Issue with explain method

Question

Issue with explain method

5agado opened this issue 4 years ago · 3 comments

I trained an Imputer model with a mix of categorical, numerical and bow encoder (and associated featurizers), but when I run the explain method on it I get this error:

~/opt/anaconda3/envs/extract/lib/python3.6/site-packages/datawig/imputer.py in explain(self, label, k, label_column)
    390         # for each data encoder extract (token_idx, token_idx_correlation_with_label), extract and apply idx2token map.
    391         feature_dict = dict(explained_label = label)
--> 392         for encoder, pattern in self.__class_patterns:
    393             # extract idx2token mappings
    394             if isinstance(encoder, CategoricalEncoder):

TypeError: 'NoneType' object is not iterable

I tried with a dummy setup and explain works, so I would like to know if you have any clue about what is exactly causing this in my more complex model

Answer 1 · 2020-11-02T13:27:00.000Z

How did you train the imputer? If you used the SimpleImputer, make sure you set the is_explainable flag in the constructor, if you're using the Imputer, that flag is set automatically, depending on the featurizers provided.

Answer 2 · 2020-11-02T13:29:40.000Z

I used the full Imputer, and was expecting to get explanation for all the input categorical columns

Answer 3 · 2020-11-02T13:50:13.000Z

We only implemented a very simple explanation method (which in our experience works - on simple tasks - better and considerably faster than other methods, including LIME, see some of our experiments here). For the Imputer this method currrently only works with Categorical and Tfidf inputs with a single categorical output column.

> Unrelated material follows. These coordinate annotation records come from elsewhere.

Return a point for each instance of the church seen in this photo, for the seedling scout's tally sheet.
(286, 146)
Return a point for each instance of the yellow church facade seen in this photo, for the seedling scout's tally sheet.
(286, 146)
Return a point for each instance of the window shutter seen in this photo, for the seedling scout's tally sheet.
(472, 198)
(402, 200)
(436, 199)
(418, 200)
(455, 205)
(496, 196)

What works well in most cases we've encountered (in terms of imputation/classification performance) is to concatenate all categorical and text columns (maybe with prefixes specific to each column) on the input side into one text column and use a TfIdf vectorizer with char-ngrams, this is what SimpleImputer does by default.

Closing this for now, feel free to reopen if the explanation does not work with the encoders it should work with.